Description
Code Sample, a copy-pastable example if possible
import numpy as np
import pandas as pd
df = pd.DataFrame(np.random.randint(10,100, size=(200,6)), columns=['C'+str(i) for i in range(6)])

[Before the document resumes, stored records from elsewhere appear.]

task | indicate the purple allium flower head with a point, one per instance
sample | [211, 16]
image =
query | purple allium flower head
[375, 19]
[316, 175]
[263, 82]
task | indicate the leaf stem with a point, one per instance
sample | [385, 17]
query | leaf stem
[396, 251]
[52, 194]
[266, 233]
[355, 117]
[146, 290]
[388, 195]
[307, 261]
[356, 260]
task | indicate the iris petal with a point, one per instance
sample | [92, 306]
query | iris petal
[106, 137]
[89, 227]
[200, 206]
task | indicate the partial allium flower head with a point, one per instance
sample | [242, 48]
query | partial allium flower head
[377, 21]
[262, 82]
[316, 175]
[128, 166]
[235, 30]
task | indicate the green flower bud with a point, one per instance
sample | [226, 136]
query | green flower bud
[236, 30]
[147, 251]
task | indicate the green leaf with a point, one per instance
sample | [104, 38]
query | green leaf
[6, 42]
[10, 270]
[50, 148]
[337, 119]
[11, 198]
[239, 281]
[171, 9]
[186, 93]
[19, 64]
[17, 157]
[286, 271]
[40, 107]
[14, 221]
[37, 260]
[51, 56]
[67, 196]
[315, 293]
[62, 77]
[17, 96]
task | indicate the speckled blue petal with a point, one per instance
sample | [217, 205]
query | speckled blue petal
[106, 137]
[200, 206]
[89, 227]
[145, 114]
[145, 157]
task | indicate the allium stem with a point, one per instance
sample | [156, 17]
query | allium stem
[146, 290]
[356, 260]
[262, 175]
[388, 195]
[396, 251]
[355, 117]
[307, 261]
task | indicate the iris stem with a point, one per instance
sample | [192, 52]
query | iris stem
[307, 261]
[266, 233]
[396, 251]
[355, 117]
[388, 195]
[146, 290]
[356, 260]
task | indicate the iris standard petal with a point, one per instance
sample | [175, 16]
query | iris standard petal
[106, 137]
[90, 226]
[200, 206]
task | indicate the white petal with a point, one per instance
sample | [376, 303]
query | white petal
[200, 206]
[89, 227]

df['C0'] = ['A','B','C','D']*50
df['C1'] = ['E','F']*100
df['C2'] = ['H','I','J','K', 'L']*40
for col in df.columns[:3]:
df[col] = df[col].astype('category')
df.info()
<class 'pandas.core.frame.DataFrame'>
RangeIndex: 200 entries, 0 to 199
Data columns (total 6 columns):
C0 200 non-null category
C1 200 non-null category
C2 200 non-null category
C3 200 non-null int32
C4 200 non-null int32
C5 200 non-null int32
dtypes: category(3), int32(3)
memory usage: 3.1 KB
%time ix_true = df.groupby(df.columns.tolist()[:3], as_index=True)['C5'].max()
Wall time: 2 ms
ix_true.shape
(20,)
%time ix_false = df.groupby(df.columns.tolist()[:3], as_index=False)['C5'].max()
Wall time: 15 ms
ix_false.shape
(40, 4)
ix_true
C0 C1 C2
A E H 93
I 99
J 88
K 91
L 94
B F H 98
I 89
J 94
K 92
L 96
C E H 96
I 96
J 85
K 88
L 98
D F H 96
I 84
J 71
K 96
L 94
Name: C5, dtype: int32
ix_false
C0 C1 C2 C5
0 A E H 93.0
1 A E I 99.0
2 A E J 88.0
3 A E K 91.0
4 A E L 94.0
5 A F H NaN
6 A F I NaN
7 A F J NaN
8 A F K NaN
9 A F L NaN
10 B E H NaN
11 B E I NaN
12 B E J NaN
13 B E K NaN
14 B E L NaN
15 B F H 98.0
16 B F I 89.0
17 B F J 94.0
18 B F K 92.0
19 B F L 96.0
20 C E H 96.0
21 C E I 96.0
22 C E J 85.0
23 C E K 88.0
24 C E L 98.0
25 C F H NaN
26 C F I NaN
27 C F J NaN
28 C F K NaN
29 C F L NaN
30 D E H NaN
31 D E I NaN
32 D E J NaN
33 D E K NaN
34 D E L NaN
35 D F H 96.0
36 D F I 84.0
37 D F J 71.0
38 D F K 96.0
39 D F L 94.0
Problem description
Using as_index=False
in df.groupby(df.columns.tolist()[:3], as_index=False)['C5'].max()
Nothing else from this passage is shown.